Thinking Machines: On-Policy Distillation
Online Policy Distillation (OPD) Summary
Core Concepts
Online Policy Distillation is an efficient large model training method that combines the advantages of online training and offline distillation. Its core idea is: using a fixed teacher model (such as a large model optimized through reinforcement learning) to densely supervise the student model’s policy, enabling the student model to quickly learn and achieve performance close to the teacher in specific tasks, without requiring large amounts of data or high computational costs.
Key Advantages
- Performance Improvement
- Scenario Relevance: Combining the dynamic adaptation capability of online training, the model achieves large model-level performance in specific domains (such as healthcare, internal company knowledge).
- Dense Feedback: Achieving 7-10 times faster training speed than reinforcement learning (RL) through per-token scoring (e.g., solving math problems step-by-step).
- Continuous Learning: Solving the performance degradation caused by SFT (supervised fine-tuning), the fixed teacher model ensures the student model retains old capabilities when facing new tasks.
- Cost Efficiency
- Computational Efficiency: Compared to reinforcement learning (requiring 17,920 GPU hours), Online Policy Distillation only needs 1,800 hours (about 1/10), saving 9-30 times in FLOPs.
- Data Reuse: No need for massive data; high-quality data + repeated training can be migrated to other tasks (e.g., achieving teacher-level performance with just one math problem).

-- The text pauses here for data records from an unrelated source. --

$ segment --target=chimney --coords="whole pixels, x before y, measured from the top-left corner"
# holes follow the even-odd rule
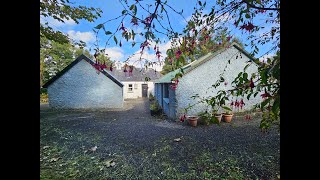
[[[117,61],[115,64],[116,64],[116,69],[121,70],[122,63],[120,61]]]

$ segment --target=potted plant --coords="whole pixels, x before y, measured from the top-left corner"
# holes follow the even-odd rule
[[[156,116],[156,115],[159,115],[161,112],[161,108],[158,104],[158,101],[157,100],[153,100],[150,102],[150,113],[151,113],[151,116]]]
[[[193,127],[196,127],[197,124],[198,124],[198,119],[199,117],[198,116],[187,116],[187,119],[188,119],[188,123],[193,126]]]
[[[232,120],[232,117],[233,117],[233,113],[232,113],[232,111],[226,111],[225,113],[223,113],[223,120],[225,121],[225,122],[231,122],[231,120]]]
[[[199,116],[199,119],[198,119],[199,124],[209,125],[212,122],[212,115],[207,111],[200,112],[198,116]]]

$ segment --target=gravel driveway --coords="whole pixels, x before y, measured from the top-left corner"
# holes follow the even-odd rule
[[[239,179],[277,179],[280,174],[280,133],[275,128],[262,133],[259,119],[257,116],[246,121],[236,116],[228,124],[190,127],[152,117],[147,99],[127,100],[124,108],[114,110],[57,111],[41,106],[40,153],[45,153],[45,146],[64,147],[60,161],[67,162],[74,154],[97,146],[94,152],[99,159],[97,163],[112,157],[117,165],[113,171],[100,169],[99,175],[93,173],[93,179],[172,178],[170,172],[185,179],[183,175],[191,170],[194,173],[191,179],[215,179],[223,175],[216,176],[218,166],[215,165],[227,160],[235,167],[219,167],[225,173],[237,172]],[[173,141],[179,137],[180,142]],[[45,163],[44,155],[40,161],[41,169],[59,171],[58,165]],[[203,169],[197,164],[202,164]],[[124,169],[126,173],[123,173]],[[137,176],[137,173],[144,175]],[[232,174],[223,176],[231,177]],[[180,176],[173,178],[176,177],[179,179]]]

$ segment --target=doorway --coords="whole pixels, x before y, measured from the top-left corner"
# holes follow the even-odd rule
[[[148,84],[142,84],[142,97],[148,97]]]

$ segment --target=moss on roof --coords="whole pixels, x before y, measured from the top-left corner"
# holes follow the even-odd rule
[[[254,58],[251,57],[249,55],[248,52],[246,52],[245,50],[243,50],[242,48],[240,48],[240,46],[233,42],[231,44],[231,46],[234,46],[237,50],[239,50],[240,52],[242,52],[243,54],[245,54],[246,56],[248,56],[248,58],[252,61],[254,61]],[[197,68],[198,66],[200,66],[201,64],[209,61],[210,59],[214,58],[215,56],[217,56],[218,54],[221,54],[222,52],[226,51],[228,48],[224,48],[224,49],[220,49],[214,53],[210,52],[204,56],[201,56],[199,59],[179,68],[176,69],[172,72],[169,72],[168,74],[162,76],[162,78],[158,79],[157,81],[155,81],[155,83],[171,83],[172,79],[175,77],[176,74],[178,74],[179,72],[181,72],[180,69],[183,69],[184,74],[187,74],[188,72],[192,71],[193,69]]]

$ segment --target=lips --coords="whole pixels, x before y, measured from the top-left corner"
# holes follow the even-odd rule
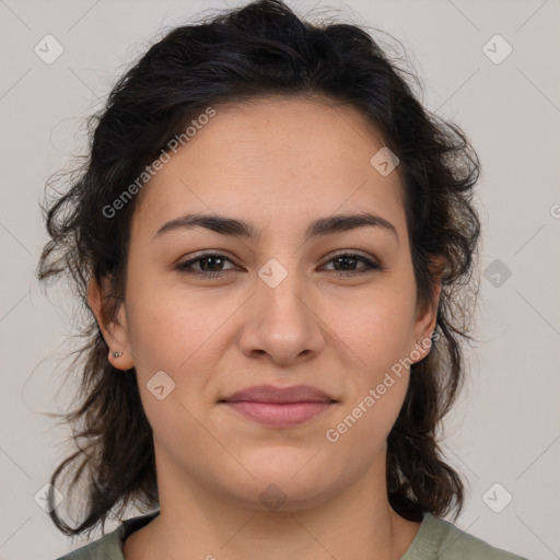
[[[326,393],[310,385],[292,385],[275,387],[272,385],[255,385],[238,390],[222,399],[225,402],[336,402]]]
[[[308,385],[258,385],[234,393],[219,402],[268,428],[290,428],[324,413],[338,401]]]

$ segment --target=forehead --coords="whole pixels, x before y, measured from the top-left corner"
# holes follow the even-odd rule
[[[382,136],[360,109],[324,97],[213,106],[188,143],[142,189],[133,222],[152,233],[186,211],[250,213],[260,225],[370,210],[402,225],[398,168],[372,156]],[[395,224],[397,225],[397,224]]]

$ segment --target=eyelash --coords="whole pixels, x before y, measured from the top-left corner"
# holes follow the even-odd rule
[[[202,253],[200,255],[197,255],[195,258],[192,258],[190,260],[187,260],[186,262],[178,264],[175,268],[179,272],[185,272],[187,275],[192,275],[192,276],[197,276],[197,277],[206,277],[206,278],[220,278],[220,277],[223,277],[223,276],[228,275],[232,270],[232,269],[230,269],[230,270],[220,270],[218,272],[208,272],[208,271],[200,271],[200,270],[195,270],[194,268],[190,268],[191,265],[194,265],[195,262],[197,262],[199,260],[203,260],[206,258],[212,258],[212,257],[218,257],[220,259],[225,259],[225,260],[229,260],[230,262],[233,264],[233,261],[230,258],[228,258],[225,255],[221,255],[219,253]],[[386,268],[386,267],[384,267],[382,265],[378,265],[374,260],[371,260],[368,257],[364,257],[363,255],[359,255],[359,254],[355,254],[355,253],[339,253],[339,254],[336,254],[326,264],[329,264],[332,260],[336,260],[336,259],[339,259],[339,258],[345,258],[345,257],[346,258],[351,258],[353,260],[359,260],[359,261],[363,262],[365,265],[365,267],[363,267],[361,269],[358,269],[358,271],[350,270],[348,272],[340,272],[340,271],[335,270],[332,272],[334,272],[334,275],[337,278],[349,278],[351,276],[359,276],[359,275],[365,275],[365,273],[382,271],[382,270],[385,270],[385,268]]]

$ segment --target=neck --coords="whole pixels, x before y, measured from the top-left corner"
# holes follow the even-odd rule
[[[126,540],[126,560],[242,560],[256,551],[270,560],[393,560],[420,527],[388,503],[385,455],[354,483],[341,481],[314,504],[287,497],[283,503],[269,500],[268,509],[260,500],[240,503],[223,489],[195,483],[172,465],[158,464],[161,513]]]

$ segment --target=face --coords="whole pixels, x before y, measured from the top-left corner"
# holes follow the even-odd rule
[[[435,308],[417,305],[398,167],[372,165],[384,142],[357,108],[278,98],[215,109],[139,195],[125,303],[104,334],[124,351],[114,365],[136,368],[160,485],[168,476],[254,508],[276,485],[284,508],[308,506],[366,472],[384,477]],[[178,220],[195,213],[245,222],[253,236]],[[365,213],[376,222],[310,230]],[[308,385],[334,402],[300,407],[291,425],[221,402],[255,385]]]

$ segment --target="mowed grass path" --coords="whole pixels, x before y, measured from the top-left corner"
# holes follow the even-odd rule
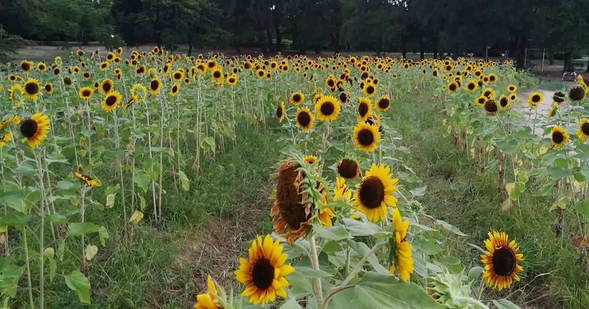
[[[552,197],[532,196],[537,190],[533,187],[520,198],[519,205],[514,202],[511,210],[502,210],[507,197],[497,191],[496,170],[477,168],[464,151],[454,148],[451,137],[442,136],[444,115],[431,99],[432,92],[425,89],[405,95],[403,99],[393,98],[388,112],[403,137],[402,144],[411,149],[407,165],[428,186],[421,201],[425,212],[469,235],[443,234],[439,240],[445,252],[441,254],[471,263],[464,265],[467,269],[481,265],[479,252],[468,243],[484,248],[488,231],[505,231],[524,253],[525,271],[511,290],[490,292],[497,294],[494,298],[510,298],[522,308],[589,308],[587,270],[580,266],[584,263],[576,263],[579,251],[568,240],[568,227],[563,237],[555,234],[555,214],[548,211]],[[506,179],[513,179],[511,169],[507,170]],[[540,181],[531,181],[529,187],[543,184]]]

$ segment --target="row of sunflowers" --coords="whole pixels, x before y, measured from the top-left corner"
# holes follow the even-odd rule
[[[502,112],[515,104],[524,74],[511,62],[192,57],[156,47],[79,50],[65,62],[6,68],[0,82],[5,304],[43,308],[58,270],[89,303],[90,266],[100,263],[96,245],[106,245],[108,231],[85,220],[85,211],[121,212],[125,232],[144,212],[157,222],[166,196],[191,190],[183,171],[231,147],[237,124],[246,122],[283,134],[269,212],[274,233],[259,236],[240,259],[241,296],[209,276],[194,308],[517,307],[480,292],[519,280],[524,259],[515,241],[489,232],[485,248],[477,247],[480,265],[468,269],[444,255],[438,233],[465,234],[425,213],[419,199],[426,188],[403,162],[409,149],[387,116],[399,98],[435,88],[448,117],[445,133],[457,145],[501,149],[501,130],[487,122],[497,116],[502,130],[514,129],[517,115],[504,120]],[[495,103],[506,82],[514,84]],[[505,185],[510,197],[523,177],[514,172],[518,181]],[[62,269],[58,262],[71,248],[80,263]]]

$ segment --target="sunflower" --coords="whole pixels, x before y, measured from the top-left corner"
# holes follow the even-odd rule
[[[392,177],[390,167],[382,164],[377,167],[373,163],[362,181],[356,185],[352,205],[372,222],[379,219],[385,221],[389,212],[387,207],[396,207],[397,199],[392,194],[397,191],[395,185],[399,180]]]
[[[587,141],[587,136],[589,135],[589,119],[581,118],[579,122],[579,129],[577,130],[576,134],[583,141]]]
[[[585,99],[586,95],[587,92],[585,92],[585,88],[579,86],[573,87],[568,92],[568,98],[571,99],[571,101],[573,102],[580,102],[583,101]]]
[[[533,92],[532,94],[530,95],[530,97],[528,98],[528,105],[530,107],[535,107],[538,106],[542,101],[544,99],[544,95],[542,94],[542,92],[538,92],[536,91]]]
[[[372,104],[370,99],[361,97],[358,99],[358,121],[365,121],[372,114]]]
[[[284,288],[289,284],[286,276],[294,271],[292,266],[284,264],[288,255],[282,253],[284,247],[279,241],[272,241],[269,234],[261,236],[252,243],[249,260],[239,259],[239,270],[235,271],[238,281],[246,284],[241,293],[254,304],[273,301],[276,296],[286,297]]]
[[[305,95],[301,92],[295,92],[290,94],[290,102],[294,105],[298,105],[305,101]]]
[[[354,180],[360,175],[360,164],[352,159],[342,159],[337,163],[337,174],[347,180]]]
[[[10,132],[0,135],[0,148],[4,147],[12,140],[12,135]]]
[[[92,179],[92,177],[90,176],[82,175],[81,174],[78,172],[74,172],[74,175],[75,175],[76,177],[78,177],[78,178],[83,181],[84,182],[85,182],[88,187],[100,186],[100,184],[99,184],[98,182],[96,181],[96,180]]]
[[[28,141],[29,147],[34,148],[47,137],[49,117],[42,113],[33,115],[21,122],[21,134]]]
[[[493,99],[495,98],[495,91],[493,91],[493,89],[490,88],[487,88],[482,91],[481,95],[488,99]]]
[[[284,102],[281,102],[280,105],[276,108],[276,117],[278,117],[278,122],[282,122],[284,119]]]
[[[407,242],[409,220],[403,221],[396,207],[393,208],[393,231],[394,235],[389,240],[389,273],[393,274],[399,268],[401,280],[407,282],[413,272],[414,261],[412,257],[411,245]]]
[[[32,69],[33,64],[32,61],[27,61],[27,60],[21,61],[21,71],[25,73],[31,71]]]
[[[354,127],[353,139],[356,148],[369,152],[376,149],[376,144],[380,142],[380,135],[376,125],[363,122]]]
[[[372,97],[374,95],[374,94],[376,93],[376,87],[372,84],[367,84],[364,87],[364,89],[362,89],[362,93],[364,94],[364,95]]]
[[[36,100],[38,96],[41,94],[39,92],[40,89],[41,85],[39,84],[38,80],[35,78],[29,78],[22,87],[22,94],[29,99]]]
[[[337,99],[331,95],[324,95],[315,104],[317,118],[322,121],[333,121],[337,118],[342,105]]]
[[[552,128],[550,134],[550,141],[553,147],[560,148],[568,142],[568,133],[558,125]]]
[[[294,116],[294,121],[300,129],[303,131],[310,131],[313,128],[313,121],[315,117],[311,112],[309,107],[305,107],[305,109],[298,108],[296,115]]]
[[[458,84],[455,81],[452,81],[448,84],[446,88],[448,92],[455,94],[458,92],[460,87],[458,86]]]
[[[488,99],[485,101],[482,107],[487,114],[494,116],[497,115],[497,111],[499,111],[499,107],[497,106],[497,103],[493,99]]]
[[[157,94],[160,93],[161,89],[161,80],[158,77],[154,77],[149,84],[149,92],[151,94]]]
[[[92,95],[94,94],[94,91],[90,87],[82,87],[80,88],[80,91],[78,92],[80,98],[85,100],[90,99],[90,98],[92,98]]]
[[[178,94],[178,92],[180,90],[180,85],[177,82],[174,82],[174,85],[172,85],[171,89],[170,89],[170,95],[172,97],[176,97]]]
[[[102,82],[100,83],[100,92],[104,95],[107,95],[112,90],[112,88],[114,87],[114,83],[112,82],[112,79],[110,78],[105,78],[102,80]]]
[[[474,92],[477,91],[477,88],[478,88],[478,82],[474,79],[468,81],[468,82],[466,83],[466,87],[465,88],[466,88],[466,91],[468,91],[469,92]]]
[[[108,111],[114,111],[117,108],[117,106],[123,99],[123,96],[118,91],[111,91],[106,97],[102,99],[101,106],[102,109]]]
[[[524,260],[524,255],[517,253],[519,248],[515,240],[508,242],[509,236],[505,232],[493,231],[487,235],[489,239],[485,241],[487,254],[481,255],[481,261],[485,264],[485,283],[499,291],[509,288],[514,279],[519,281],[515,273],[524,270],[517,264]]]
[[[47,71],[47,66],[44,62],[39,62],[37,64],[37,71],[39,72],[45,72]]]

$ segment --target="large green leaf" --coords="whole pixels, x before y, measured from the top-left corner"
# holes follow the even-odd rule
[[[65,276],[65,284],[72,291],[75,291],[80,301],[84,304],[90,303],[90,281],[84,274],[78,270],[72,271]]]

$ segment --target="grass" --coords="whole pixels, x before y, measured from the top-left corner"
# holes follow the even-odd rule
[[[553,230],[555,215],[548,211],[552,200],[533,197],[528,191],[520,205],[502,210],[507,194],[497,190],[496,171],[475,168],[468,155],[455,149],[451,137],[442,137],[443,115],[428,92],[412,98],[412,104],[393,101],[390,115],[404,145],[412,151],[407,165],[428,186],[421,201],[425,212],[469,235],[444,234],[439,240],[445,250],[442,254],[458,257],[467,268],[480,265],[479,253],[467,244],[484,247],[487,231],[505,231],[525,254],[525,271],[515,288],[497,292],[494,297],[509,297],[530,308],[589,307],[589,278],[575,263],[579,252],[569,242],[567,231],[561,238]],[[419,108],[415,108],[416,102]],[[512,179],[511,175],[507,177]]]

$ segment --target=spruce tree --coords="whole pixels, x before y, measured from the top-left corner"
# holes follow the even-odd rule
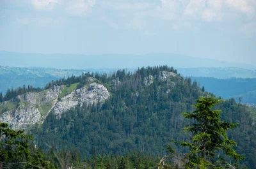
[[[226,131],[239,124],[220,121],[221,110],[212,110],[221,102],[215,98],[204,98],[196,100],[195,110],[184,113],[185,118],[193,119],[193,126],[186,128],[193,135],[191,142],[180,142],[190,152],[186,154],[186,168],[237,168],[238,164],[225,161],[227,156],[237,162],[244,157],[237,154],[232,148],[237,143],[229,139]]]

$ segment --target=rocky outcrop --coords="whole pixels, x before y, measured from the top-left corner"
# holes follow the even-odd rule
[[[152,75],[149,75],[147,77],[145,77],[144,80],[143,80],[143,84],[145,85],[149,85],[153,84],[153,80],[154,80],[154,77]]]
[[[111,84],[114,87],[116,88],[122,84],[122,82],[119,80],[119,78],[117,77],[115,79],[112,80]]]
[[[156,77],[159,80],[166,80],[170,79],[172,77],[176,77],[176,75],[177,75],[173,72],[161,71],[160,73]]]
[[[4,101],[0,104],[0,122],[8,123],[12,129],[24,130],[43,122],[63,89],[63,86],[53,86],[48,90],[29,92]]]
[[[5,112],[0,116],[0,121],[7,122],[14,129],[26,129],[29,126],[34,125],[42,121],[38,109],[21,105],[16,109]]]
[[[61,114],[78,105],[92,105],[93,103],[103,103],[109,98],[109,92],[102,84],[92,83],[88,87],[84,86],[77,89],[58,101],[53,108],[52,113],[56,118],[61,118]]]

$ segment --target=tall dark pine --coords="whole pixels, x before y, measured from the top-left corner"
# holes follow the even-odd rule
[[[232,148],[236,146],[236,143],[226,134],[228,129],[239,124],[220,121],[221,110],[211,109],[221,102],[216,98],[202,97],[196,102],[193,113],[183,114],[185,118],[195,121],[192,127],[185,128],[192,132],[191,142],[180,143],[190,149],[186,156],[186,168],[237,168],[238,165],[232,161],[225,161],[225,156],[232,158],[236,162],[244,159]]]
[[[3,101],[3,94],[1,92],[0,92],[0,102]]]

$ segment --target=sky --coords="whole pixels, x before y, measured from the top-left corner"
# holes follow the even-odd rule
[[[0,50],[256,65],[256,0],[0,0]]]

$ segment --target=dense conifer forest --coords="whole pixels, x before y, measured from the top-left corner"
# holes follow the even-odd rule
[[[163,71],[174,75],[158,79]],[[149,76],[154,77],[150,84],[146,80]],[[193,112],[193,105],[200,96],[214,96],[196,81],[163,66],[141,68],[134,73],[123,70],[109,74],[83,73],[50,82],[44,89],[24,87],[7,92],[3,100],[53,85],[79,83],[79,88],[88,77],[95,78],[106,87],[110,98],[102,105],[79,105],[63,114],[60,119],[50,114],[42,125],[32,127],[28,132],[34,138],[31,145],[40,147],[37,153],[51,161],[52,167],[66,168],[73,165],[77,166],[75,168],[157,168],[165,156],[164,167],[168,168],[172,164],[173,152],[188,151],[172,139],[188,142],[192,136],[191,133],[184,133],[184,128],[195,121],[185,119],[182,114]],[[246,158],[240,161],[240,167],[256,168],[255,110],[234,99],[223,100],[213,108],[222,110],[221,121],[239,123],[227,132],[228,136],[237,143],[236,152]],[[168,145],[172,151],[166,149]],[[176,162],[176,168],[180,168],[181,163]]]

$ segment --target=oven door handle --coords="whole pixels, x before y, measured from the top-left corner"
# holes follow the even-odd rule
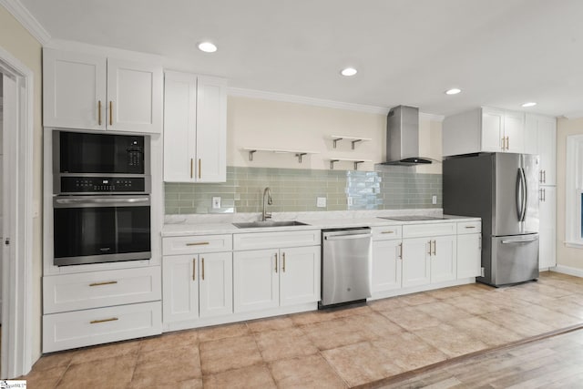
[[[58,205],[149,205],[149,196],[71,196],[66,198],[56,198],[55,203]]]

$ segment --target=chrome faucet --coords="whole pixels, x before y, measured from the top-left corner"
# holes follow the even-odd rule
[[[271,219],[271,212],[265,211],[265,195],[267,195],[267,204],[273,204],[273,200],[271,199],[271,189],[270,189],[270,187],[267,187],[265,188],[265,189],[263,189],[263,211],[261,212],[261,221]]]

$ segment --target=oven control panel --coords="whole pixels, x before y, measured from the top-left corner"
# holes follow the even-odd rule
[[[146,192],[143,177],[61,177],[61,193]]]

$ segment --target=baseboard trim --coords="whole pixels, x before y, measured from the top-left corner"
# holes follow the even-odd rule
[[[575,277],[583,278],[583,269],[572,268],[570,266],[557,265],[548,269],[550,271],[560,272],[563,274],[573,275]]]

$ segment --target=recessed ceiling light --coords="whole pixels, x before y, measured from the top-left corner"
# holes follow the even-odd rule
[[[204,51],[205,53],[214,53],[217,51],[217,46],[210,42],[202,42],[199,44],[199,50]]]
[[[354,67],[346,67],[345,69],[343,69],[340,74],[343,76],[346,76],[346,77],[351,77],[351,76],[354,76],[357,72],[357,70]]]

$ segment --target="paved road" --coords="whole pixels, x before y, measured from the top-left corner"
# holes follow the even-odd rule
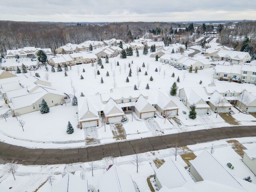
[[[145,152],[173,147],[177,139],[181,146],[243,137],[256,136],[256,126],[214,128],[184,132],[84,148],[31,149],[0,143],[0,163],[15,159],[24,164],[52,164],[86,162],[134,154],[134,148]]]

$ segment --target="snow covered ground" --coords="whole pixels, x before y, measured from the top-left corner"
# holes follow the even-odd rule
[[[140,56],[135,55],[128,56],[126,59],[121,59],[119,56],[109,59],[110,63],[105,63],[105,59],[102,58],[104,69],[98,67],[100,74],[94,74],[96,66],[92,67],[91,64],[82,64],[72,66],[71,70],[67,71],[68,76],[64,76],[64,72],[52,73],[48,72],[50,74],[49,81],[52,82],[52,86],[60,92],[72,94],[73,90],[71,87],[71,82],[76,90],[76,95],[80,96],[82,92],[86,96],[92,95],[97,93],[109,92],[110,90],[114,87],[113,73],[116,73],[115,79],[118,87],[124,86],[133,87],[134,84],[138,86],[139,88],[144,89],[147,83],[149,84],[150,89],[163,89],[169,94],[170,87],[174,82],[176,82],[178,76],[180,82],[177,83],[179,88],[183,87],[200,87],[207,86],[213,80],[212,68],[199,70],[197,74],[189,73],[187,70],[178,70],[173,66],[164,64],[160,62],[156,62],[154,58],[149,57],[150,54],[147,56],[142,54],[142,50],[140,50]],[[133,64],[132,64],[132,61]],[[120,66],[116,66],[118,61]],[[144,62],[146,67],[142,67]],[[112,69],[111,69],[111,63]],[[129,77],[129,82],[126,82],[126,79],[128,76],[129,68],[128,64],[131,65],[132,76]],[[147,66],[148,65],[148,69]],[[95,63],[95,65],[96,65]],[[125,66],[126,66],[126,67]],[[138,76],[135,74],[137,67],[140,67],[141,72]],[[158,68],[158,72],[155,72]],[[83,69],[85,70],[82,72]],[[121,69],[121,70],[120,70]],[[78,74],[79,71],[79,74]],[[148,75],[144,75],[145,71]],[[106,75],[107,71],[110,74],[109,76]],[[46,72],[42,68],[36,72],[43,77]],[[34,71],[32,74],[34,74]],[[165,72],[165,75],[164,75]],[[173,72],[175,77],[171,77]],[[81,80],[80,76],[82,75],[84,79]],[[19,74],[19,75],[23,75]],[[26,74],[30,75],[30,73]],[[149,78],[152,76],[153,81]],[[103,84],[100,83],[100,79],[102,77]],[[199,81],[202,81],[202,84]],[[148,120],[141,120],[134,114],[133,121],[132,121],[131,115],[127,114],[128,122],[123,123],[123,128],[126,133],[126,138],[132,140],[156,135],[176,133],[177,132],[208,129],[214,127],[230,126],[220,116],[216,118],[216,115],[211,111],[209,115],[198,116],[195,120],[188,118],[188,109],[180,101],[178,96],[169,96],[179,107],[179,115],[176,118],[167,120],[164,123],[164,119],[157,113],[156,118]],[[7,105],[4,104],[2,98],[0,98],[0,114],[2,114],[8,110]],[[182,113],[186,112],[186,114]],[[250,115],[238,114],[235,109],[233,115],[237,121],[244,125],[253,124],[255,122],[252,120],[256,119]],[[106,131],[104,131],[104,126],[100,123],[98,128],[90,130],[80,130],[76,128],[78,123],[77,107],[72,106],[70,104],[52,107],[50,108],[48,114],[42,114],[39,111],[25,114],[19,118],[26,122],[24,127],[24,131],[19,126],[16,119],[13,117],[7,118],[6,122],[4,119],[0,120],[0,140],[2,141],[30,148],[70,148],[84,146],[88,144],[96,144],[99,143],[106,143],[118,141],[114,138],[112,132],[113,125],[106,125]],[[70,121],[75,129],[72,134],[66,133],[66,125]],[[88,143],[86,140],[93,139],[93,142]]]
[[[256,137],[248,137],[236,139],[248,149],[256,146]],[[241,160],[242,158],[235,152],[231,144],[225,140],[221,140],[188,146],[191,150],[190,152],[197,156],[203,150],[210,150],[212,145],[215,147],[213,153],[214,156],[224,166],[235,176],[242,179],[250,176],[252,183],[256,184],[256,176]],[[88,163],[76,163],[70,164],[60,164],[46,166],[20,165],[15,174],[16,180],[14,181],[12,175],[6,174],[5,167],[0,165],[0,188],[9,191],[20,192],[20,189],[24,191],[34,191],[40,185],[42,184],[38,192],[49,192],[51,186],[48,182],[44,183],[49,176],[54,175],[56,180],[53,185],[56,184],[63,176],[67,173],[77,175],[76,173],[82,172],[84,178],[88,180],[89,188],[97,191],[99,188],[98,180],[106,171],[106,168],[110,164],[115,164],[120,166],[126,172],[130,173],[134,181],[138,186],[140,191],[144,192],[149,188],[147,182],[148,177],[154,174],[154,170],[157,168],[154,160],[164,160],[166,161],[169,158],[175,159],[175,157],[170,153],[170,149],[149,152],[142,154],[143,162],[139,168],[138,173],[136,172],[136,167],[131,163],[131,156],[120,157],[116,158],[108,158],[100,161],[96,162],[97,167],[94,171],[94,176],[92,176],[91,171],[89,169]],[[177,156],[177,161],[183,167],[187,164],[180,156]],[[228,169],[225,166],[227,162],[230,162],[235,168]],[[11,191],[11,190],[10,190]]]

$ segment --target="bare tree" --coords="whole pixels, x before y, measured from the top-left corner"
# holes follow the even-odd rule
[[[6,121],[6,118],[8,118],[8,116],[9,114],[8,114],[8,113],[7,112],[6,112],[4,114],[0,115],[0,117],[1,117],[2,119],[4,119],[4,120],[5,120],[6,122],[7,121]]]
[[[50,79],[50,74],[49,73],[45,73],[44,74],[44,79],[46,81],[48,81]]]
[[[25,125],[25,121],[23,120],[22,119],[19,119],[18,121],[19,124],[19,125],[22,128],[22,130],[24,131],[24,126]]]
[[[131,162],[133,165],[136,166],[137,168],[137,172],[138,172],[139,167],[141,164],[143,160],[142,154],[140,153],[140,151],[138,148],[134,150],[134,153],[135,153],[132,156]]]
[[[17,163],[18,161],[14,159],[10,162],[6,164],[6,171],[8,173],[12,174],[14,180],[16,180],[15,177],[14,176],[14,174],[16,172],[16,171],[19,166]]]
[[[250,102],[250,99],[248,93],[244,90],[241,94],[236,96],[236,100],[238,101],[238,102],[237,102],[236,105],[239,108],[238,113],[240,113],[242,107],[248,104]]]
[[[88,163],[89,166],[88,169],[92,171],[92,175],[93,177],[93,170],[96,168],[98,166],[96,162],[94,161],[94,159],[92,159],[91,160],[92,161]]]
[[[177,156],[180,154],[181,152],[181,149],[180,148],[179,141],[178,140],[176,140],[176,141],[174,143],[174,147],[171,148],[170,152],[171,154],[175,156],[175,161],[177,160]]]
[[[54,177],[53,175],[48,176],[48,177],[47,177],[47,180],[48,181],[48,182],[50,183],[51,185],[52,185],[52,184],[53,182],[56,180],[56,178],[55,178],[55,177]]]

- Compatibility with LoRA: Under lightweight fine-tuning (LoRA), the performance gap narrows from 13 points to 6 points, significantly reducing deployment costs.
- Practical Application Value
- Personalized Scenarios: Solving the problem of instruction-following capability degradation in enterprise AI assistants during internal knowledge training, restoring instruction capabilities while retaining knowledge (e.g., internal QA scores rise from 36% to 41%).
- Fast Deployment: Achieving continuous learning and efficient deployment through a phased strategy of “first learning new knowledge, then using Online Policy Distillation to restore old capabilities.”
Experimental Results
- Math Problem Solving:
- Reinforcement learning requires 70 gradient steps, while Online Policy Distillation only needs 7-10 steps.
- With 77,000 samples trained, the student model achieves scores close to the teacher’s level (70 → 74.4 on AIME24).
- Internal Company Knowledge:
- After mid-training, internal QA scores rise from 36% to 41%, and IF-eval scores recover to 83%.
- Data Efficiency:
- Training with just one math problem repeated 20 times achieves performance close to the teacher model.
Application Scenarios
- Personalized AI Assistants:
- Enterprise internal models need to simultaneously master company knowledge and instruction-following capabilities to avoid training degradation.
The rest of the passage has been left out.